Hayley O’Keefe doesn’t remember much about Thanksgiving Day in 2004. But her mother, Colleen, can recall every detail.

Soon after the family woke up that holiday morning, Colleen watched in terror as her 13-year-old daughter lost feeling in her left side, lost her speech, lost consciousness and lapsed into a coma.

All her life, Hayley had suffered from an autoimmune disease that brought on regular, high fevers and skin inflammation that led to welts and rashes. But neither her doctors nor her parents had ever witnessed the kind of crisis that Hayley was experiencing that morning.

“It was so fast,” her mother says. “Every organ in her body was involved. Her brain, liver, pancreas,” Colleen remembers. “We did think she was going to die.”

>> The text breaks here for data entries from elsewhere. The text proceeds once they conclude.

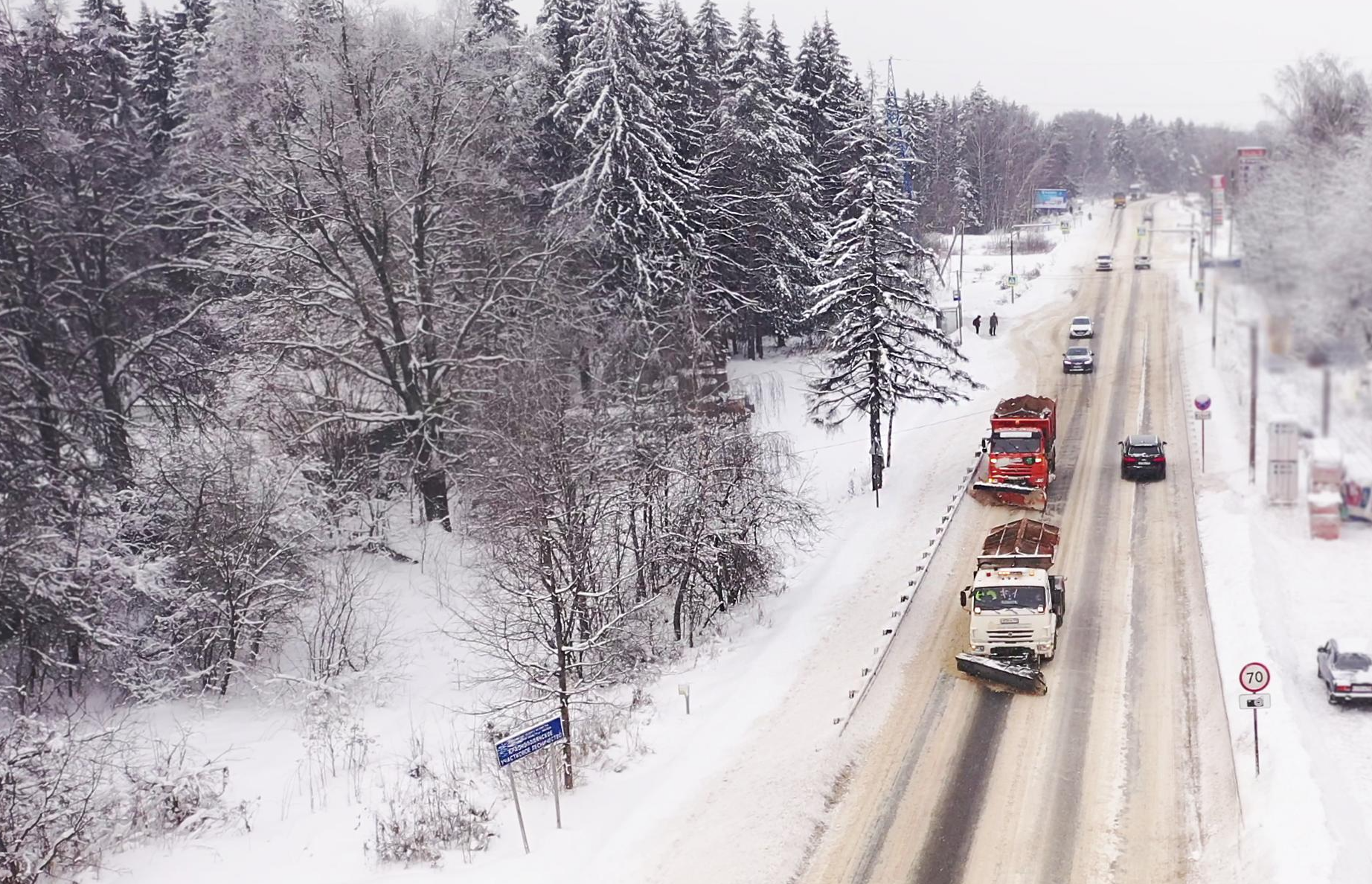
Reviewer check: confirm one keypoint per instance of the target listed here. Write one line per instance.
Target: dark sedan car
(1142, 456)
(1079, 360)
(1346, 670)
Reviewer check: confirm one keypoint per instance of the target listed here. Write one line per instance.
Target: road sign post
(526, 743)
(1254, 677)
(1202, 404)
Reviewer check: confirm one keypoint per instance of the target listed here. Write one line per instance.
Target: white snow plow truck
(1016, 607)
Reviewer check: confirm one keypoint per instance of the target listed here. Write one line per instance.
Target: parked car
(1346, 670)
(1142, 455)
(1079, 360)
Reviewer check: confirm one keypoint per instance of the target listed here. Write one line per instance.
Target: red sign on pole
(1254, 677)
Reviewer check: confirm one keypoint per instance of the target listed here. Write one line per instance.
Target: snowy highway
(1113, 776)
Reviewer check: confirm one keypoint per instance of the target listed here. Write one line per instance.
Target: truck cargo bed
(1020, 544)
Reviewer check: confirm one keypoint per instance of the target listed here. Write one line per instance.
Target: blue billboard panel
(528, 742)
(1050, 199)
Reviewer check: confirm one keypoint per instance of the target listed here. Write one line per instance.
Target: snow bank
(1275, 596)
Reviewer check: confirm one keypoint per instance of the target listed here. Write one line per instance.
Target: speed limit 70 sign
(1254, 677)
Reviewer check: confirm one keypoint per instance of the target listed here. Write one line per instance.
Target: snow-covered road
(1124, 766)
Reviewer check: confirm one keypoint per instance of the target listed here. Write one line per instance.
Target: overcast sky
(1209, 61)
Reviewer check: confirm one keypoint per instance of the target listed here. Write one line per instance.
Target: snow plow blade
(1019, 677)
(1022, 496)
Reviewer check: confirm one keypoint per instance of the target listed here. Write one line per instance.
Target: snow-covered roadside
(741, 783)
(1275, 595)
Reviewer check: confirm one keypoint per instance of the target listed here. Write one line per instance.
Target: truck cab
(1020, 456)
(1016, 612)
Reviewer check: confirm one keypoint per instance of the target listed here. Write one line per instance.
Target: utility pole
(1324, 406)
(1253, 404)
(1011, 263)
(1214, 323)
(1212, 221)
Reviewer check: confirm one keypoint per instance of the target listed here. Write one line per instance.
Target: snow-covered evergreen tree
(884, 342)
(1058, 162)
(630, 175)
(762, 216)
(496, 18)
(915, 125)
(679, 89)
(560, 26)
(1120, 156)
(156, 79)
(715, 40)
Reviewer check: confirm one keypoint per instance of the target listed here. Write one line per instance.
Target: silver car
(1346, 673)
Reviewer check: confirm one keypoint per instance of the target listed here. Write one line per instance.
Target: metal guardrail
(897, 615)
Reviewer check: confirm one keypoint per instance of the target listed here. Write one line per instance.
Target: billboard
(1050, 199)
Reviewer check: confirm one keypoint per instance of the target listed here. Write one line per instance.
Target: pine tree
(1118, 156)
(681, 95)
(1058, 161)
(915, 123)
(715, 40)
(629, 176)
(964, 187)
(884, 342)
(156, 80)
(560, 28)
(780, 65)
(759, 193)
(496, 18)
(825, 91)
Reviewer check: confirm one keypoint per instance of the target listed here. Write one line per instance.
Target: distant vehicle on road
(1346, 673)
(1079, 360)
(1142, 455)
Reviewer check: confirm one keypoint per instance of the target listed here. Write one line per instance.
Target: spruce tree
(156, 80)
(681, 95)
(496, 18)
(715, 39)
(1118, 156)
(560, 28)
(884, 345)
(629, 173)
(757, 187)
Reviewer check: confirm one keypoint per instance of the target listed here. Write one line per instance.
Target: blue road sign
(528, 742)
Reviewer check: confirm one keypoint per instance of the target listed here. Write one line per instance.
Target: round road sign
(1254, 677)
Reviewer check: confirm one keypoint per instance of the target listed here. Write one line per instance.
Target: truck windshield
(1007, 598)
(1014, 446)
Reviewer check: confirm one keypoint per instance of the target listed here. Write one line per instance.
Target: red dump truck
(1021, 453)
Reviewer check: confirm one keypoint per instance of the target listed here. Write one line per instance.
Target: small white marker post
(1202, 404)
(1254, 677)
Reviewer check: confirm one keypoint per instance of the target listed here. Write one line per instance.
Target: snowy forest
(1304, 243)
(281, 282)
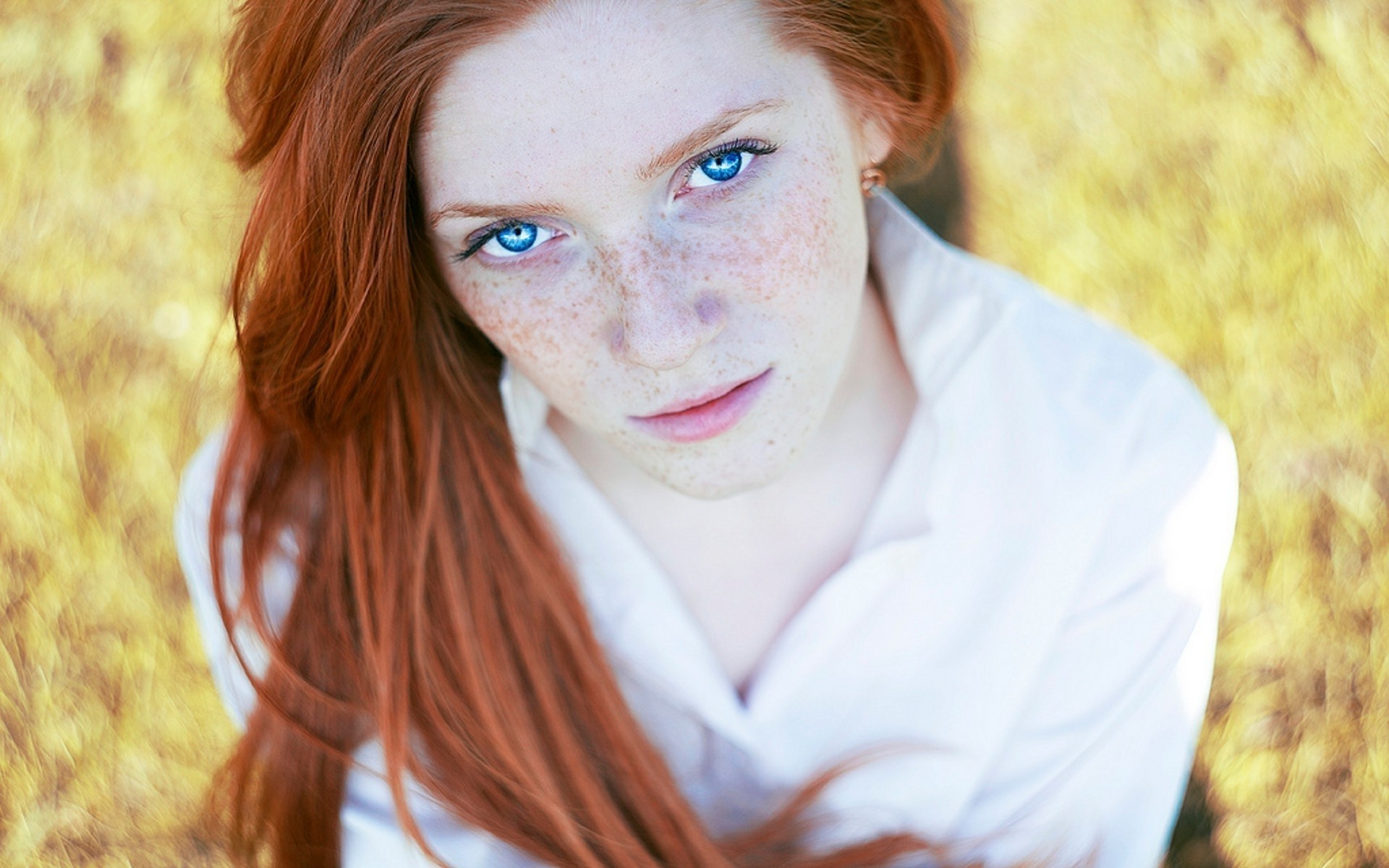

Local physicians airlifted Hayley, who is from New Jersey, to Children's Hospital of Philadelphia where she was treated by Edward Behrens, MD, a pediatric rheumatologist who has received research funding from the Arthritis Foundation since 2007, first as a post-doctoral fellow and in 2010 as the recipient of an Innovative Research Grant.

“He’s amazing. First of all he saved her life. But on top of that, he’s just really compassionate and really cares,” Colleen says about Dr. Behrens.

A Challenging Diagnosis, Too Often Missed

The O’Keefes consider themselves lucky that they found a doctor who recognized what was happening, which turned out to be a mysterious and rare condition called macrophage activation syndrome, or MAS.

Little is known about MAS except that it can kill within hours and that it tends to strike about 10 percent of children who have systemic juvenile idiopathic arthritis, or JIA. (Though it is most commonly seen in children with JIA, cases have also been described in adults and children with other kinds of rheumatic and autoimmune diseases.)

Dr. Behrens believes MAS was first recognized in the medical literature as culture-negative sepsis because it shared many of the same characteristics as the life-threatening, body-wide infection, in which bacteria overwhelm the bloodstream.